Nabeurs: kiest Unilever de goede topman?
Bij Unilever maakt topman Paul Polman begin 2019 plaats voor Alan Jope. Aandeelhouders hebben veel plezier beleefd aan het bewind van Polman. Na zijn aantreden in 2009 is de beurskoers met ruim 180% gestegen. Dat is meer dan de stijging van de AEX, die met iets meer dan 100% omhoog ging. Bovendien slaagde Polman erin om de organisatie flink te verduurzamen. In de financiële pers wordt hij echter vooral afgerekend op het mislukte plan om het hoofdkantoor naar Rotterdam te halen.
In plaats van terug te blikken op de prestaties van de aftredende topman, is het voor beleggers echter interessanter om naar zijn opvolger te kijken. Zakenbank RBC Capital vroeg zich al af of de markt teleurgesteld was dat het concern geen echte rockster heeft aangetrokken. Dat roept de vraag op in hoeverre we verbaasd moeten zijn over de keuze van Unilever. En vooral: moeten we er teleurgesteld in zijn?
Topmannen uit eigen gelederen
Het antwoord op de eerste vraag is een duidelijk nee. De CEO1000 Tracker volgt de ontwikkelingen aan de top bij de 1.000 grootste (Amerikaanse) bedrijven. Meer dan driekwart van de topmannen van deze ondernemingen is naar zijn huidige positie gegroeid binnen de eigen organisatie. Bij heel grote concerns met meer dan 100.000 werknemers ligt dat aandeel zelfs nog een stuk hoger. Unilever heeft wereldwijd bijna 170.000 mensen in dienst. Als een topman zijn positie bereikt dankzij promotie uit de eigen gelederen, is dat vaak (30%) de coo (hoofd operationele zaken). In slechts 11% van de gevallen is dat een divisiemanager, zoals Jope bij Unilever. Nog eens 11% van de intern bevorderde topmannen was daarvoor financiële topman. Daar rekende ING-analist Reg Watson op, die Graeme Pitkethly als nieuwe leider had getipt.
Liever een buitenstaander?
De vraag of Unilever niet beter een topman van buitenaf aan had kunnen trekken, laat zich lastiger beantwoorden. Er is enorm veel onderzoek verricht omtrent dit vraagstuk. De achillespees van de meeste studies is dat er vaak onvoldoende onderscheid werd gemaakt tussen het effect van de maatregelen die een nieuwe topman neemt en de invloed van externe factoren, zoals problemen bij een belangrijke toeleverancier of bepaalde ontwikkelingen binnen een bepaalde bedrijfstak. In de Harvard Business Review is eerder dit jaar een onderzoek verschenen dat deze problemen ondervangt. De studie richt zich op topwisselingen in de Amerikaanse gezondheidssector. Binnen deze sector zijn volop wisselingen aan de top (490). Er zijn bovendien meer dan voldoende sectorgenoten waartegen de prestaties afgezet kunnen worden, zonder dat externe factoren veel impact hebben op het onderzoeksresultaat.

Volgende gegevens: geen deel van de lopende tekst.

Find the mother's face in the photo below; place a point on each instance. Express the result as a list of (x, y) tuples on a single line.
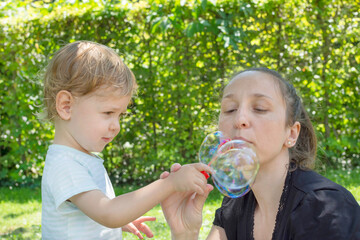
[(253, 109)]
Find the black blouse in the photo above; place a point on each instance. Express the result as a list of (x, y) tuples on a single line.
[(311, 207)]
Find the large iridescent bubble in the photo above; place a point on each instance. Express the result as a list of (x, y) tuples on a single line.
[(234, 163)]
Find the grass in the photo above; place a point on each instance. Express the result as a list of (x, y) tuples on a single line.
[(20, 209)]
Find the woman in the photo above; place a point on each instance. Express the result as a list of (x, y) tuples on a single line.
[(287, 199)]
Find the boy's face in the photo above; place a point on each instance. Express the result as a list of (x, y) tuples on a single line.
[(94, 120)]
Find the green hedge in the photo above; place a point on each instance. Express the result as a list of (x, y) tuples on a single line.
[(181, 53)]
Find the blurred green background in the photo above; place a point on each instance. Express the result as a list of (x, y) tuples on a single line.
[(182, 54)]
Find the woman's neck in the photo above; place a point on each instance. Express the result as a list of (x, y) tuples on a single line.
[(269, 185), (268, 188)]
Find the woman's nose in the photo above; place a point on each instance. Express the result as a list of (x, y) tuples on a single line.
[(241, 119)]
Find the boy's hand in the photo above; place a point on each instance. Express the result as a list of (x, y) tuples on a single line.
[(183, 210), (138, 226), (189, 178)]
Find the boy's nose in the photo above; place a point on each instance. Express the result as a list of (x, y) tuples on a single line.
[(241, 119), (115, 125)]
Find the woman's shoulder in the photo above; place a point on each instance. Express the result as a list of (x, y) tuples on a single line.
[(322, 209)]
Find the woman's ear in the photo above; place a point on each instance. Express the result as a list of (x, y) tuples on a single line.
[(64, 101), (293, 134)]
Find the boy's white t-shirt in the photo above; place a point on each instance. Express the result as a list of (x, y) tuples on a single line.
[(68, 172)]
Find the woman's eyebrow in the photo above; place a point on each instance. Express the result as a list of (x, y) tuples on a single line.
[(260, 95), (255, 95), (230, 95)]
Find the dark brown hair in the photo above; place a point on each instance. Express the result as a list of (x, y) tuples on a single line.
[(303, 154)]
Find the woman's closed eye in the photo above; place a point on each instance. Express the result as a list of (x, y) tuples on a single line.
[(123, 115), (260, 109), (230, 110)]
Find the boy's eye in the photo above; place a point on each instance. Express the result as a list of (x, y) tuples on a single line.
[(230, 111), (261, 110)]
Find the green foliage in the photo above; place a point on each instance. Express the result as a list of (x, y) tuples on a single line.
[(181, 53)]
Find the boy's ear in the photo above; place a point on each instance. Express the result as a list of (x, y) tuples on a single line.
[(64, 101)]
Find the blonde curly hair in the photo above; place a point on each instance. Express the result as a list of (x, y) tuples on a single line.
[(82, 67)]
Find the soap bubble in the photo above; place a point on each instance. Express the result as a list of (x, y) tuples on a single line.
[(234, 163)]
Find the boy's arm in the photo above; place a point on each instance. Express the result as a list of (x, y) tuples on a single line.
[(125, 208)]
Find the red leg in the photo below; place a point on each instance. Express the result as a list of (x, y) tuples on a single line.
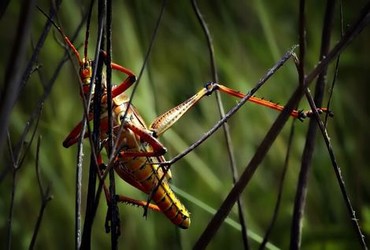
[(166, 120)]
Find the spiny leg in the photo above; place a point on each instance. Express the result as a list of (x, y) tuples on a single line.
[(169, 118)]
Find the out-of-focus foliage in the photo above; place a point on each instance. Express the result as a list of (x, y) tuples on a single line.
[(248, 37)]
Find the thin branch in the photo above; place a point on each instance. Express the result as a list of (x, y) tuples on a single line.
[(45, 196), (275, 129), (225, 126), (280, 189), (302, 185)]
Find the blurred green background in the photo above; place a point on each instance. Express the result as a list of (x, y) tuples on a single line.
[(249, 37)]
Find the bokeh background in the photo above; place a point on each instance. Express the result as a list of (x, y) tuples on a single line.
[(249, 37)]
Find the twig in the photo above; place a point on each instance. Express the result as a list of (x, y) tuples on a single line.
[(225, 126), (271, 135), (45, 196)]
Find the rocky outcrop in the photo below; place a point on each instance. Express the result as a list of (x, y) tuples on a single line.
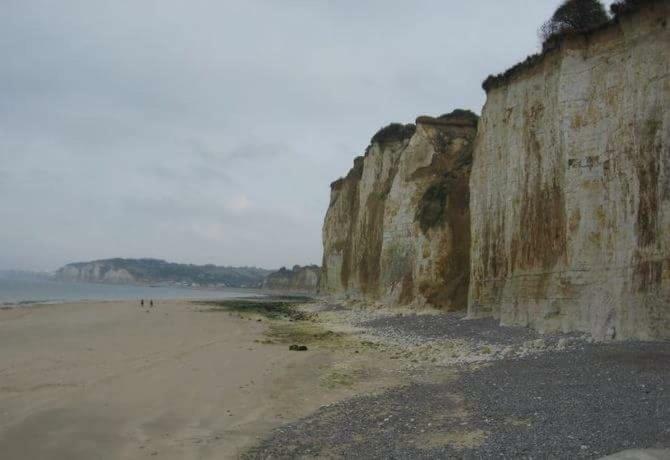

Wissels aan de top eerlijk beoordeeld
De wetenschappers legden aan de hand van verschillende maatstaven de productiviteitsontwikkeling in de vijf jaar na een wissel onder het vergrootglas. Aanvankelijk lagen de prestaties van bedrijven met een topman uit de eigen gelederen relatief hoog. Voor aandeelhouders Unilever is het aantreden van Jope voorlopig dus geen aanleiding om minder enthousiast te worden over het concern. Dit verschil werd na verloop van tijd echter ingelopen. Na vijf jaar bleken ondernemingen die een topman van buitenaf haalden, uiteindelijk net een streepje voor te hebben. Voor bedrijven mag dat echter geen aanleiding zijn om nu snel op zoek te gaan naar een veelbelovende externe manager. Ondernemingen waar geen wissel aan de top plaatsvond, presteerden namelijk nog het beste.
Rockster aan het roer
In plaats van teleurgesteld zijn dat Unilever geen rockster als topman krijgt, mogen ze hun handen dichtknijpen dat het bedrijf dit niet nodig heeft. Deutsche Bank en General Electric zijn recente voorbeelden waar een nieuwkomer aan de top het bedrijf weer op de rails moest krijgen. De koers van het bankconcern is sinds het aantreden van Christian Sewing begin dit jaar met 46% gedaald. Een mogelijk witwasschandaal is de meest recente klap. Bij General Electric heeft de in augustus 2017 aangetreden topman John Flannery alweer plaats moeten maken. Het lukte hem niet om operationeel orde op zaken te stellen. Ook na het aantreden van Jope heeft Unilever een goede positie binnen de voedingssector.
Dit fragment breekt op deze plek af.